Por enquanto, essa série não tem nome, estou mais preocupada em ter uma rotina de desenho do que em criar coisas perfeitamente acabadas. E também é uma oportunidade de usar o estojo de lápis Rijksmuseum Bruynzeel, que é absurdamente lindo e com cores altamente pigmentadas, e também os SuperSoft da Faber-Castell, que apresentam cores bem semelhantes, porém mais suaves, proporcionando misturas interessantes.

Fiz somente uma foto do esboço inicial, que compartilhei nos stories do Instagram, pois também não me preocupei em parar e fazer vários registros, acho que isso me atrapalha um pouco. Coloquei um vídeo para rodar no celular e deixei ele de lado durante a pintura.


Sobre os lápis de cor da Bruynzeel

Eu já conhecia a linha 8815 de lápis grafite, tenho um 5B super macio e gostoso de trabalhar, mas confesso que fiquei receosa de comprar os lápis de cor e me decepcionar, sou bastante apegada aos Polycolor. Procurei alguns vídeos e resenhas, confesso que não achei muita coisa, mas decidi arriscar mesmo assim. Essa edição é especial, em parceria com o Rijksmuseum, e traz na embalagem obras de diferentes artistas que estão no acervo da instituição. Nesta que comprei é A Leiteira, de Johannes Vermeer.

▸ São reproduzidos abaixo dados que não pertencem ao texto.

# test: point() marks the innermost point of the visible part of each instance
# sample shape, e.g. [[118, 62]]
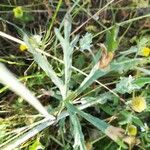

A seleção de cores é muito semelhante aos SoftColor, da Faber-Castell. A grande diferença vai ficar por conta da alta pigmentação dos Bruynzeel e da maciez da mina, que desliza muito suavemente e entrega bastante cor ao papel. A título de comparação, os da Faber são menos intensos, porém, ao usar as duas marcas em conjunto, consegui fazer misturas muito interessantes e chegar nas tonalidades desejadas, como no cabelo da figura: 3 cores de Bruynzeel e uma de SoftColor.

Os detalhes em dourado ficaram por conta de uma nova caneta que também adquiri, da Uni Paint. Ela une o melhor de dois mundos: a pigmentação da Posca e a precisão de uma caneta gel, e tem uma coloração linda (pena que o scanner matou o dourado na arte final, mas dá pra ter uma noção nas fotos).


Materiais utilizados

- Papel Nostalgia Hahnemühle;
- Lápis de cor Rijksmuseum Bruynzeel;
- Lápis de cor SuperSoft Faber-Castell;
- Caneta dourada Uni Paint;
- Multiliner Pigma Sakura.
E sempre passo um verniz fixador ao final, para segurar tudo!


As próximas da série também terão cabelos coloridos, mas ainda estou decidindo quais cores. É uma forma de sair da mesmice e usar as tonalidades mais bonitas e diferentes. Mês de maio está quase aí mas, sinceramente, não sei se participarei do MerMay esse ano... Se eu fizer algum trabalho, será único, e não uma ilustra por semana.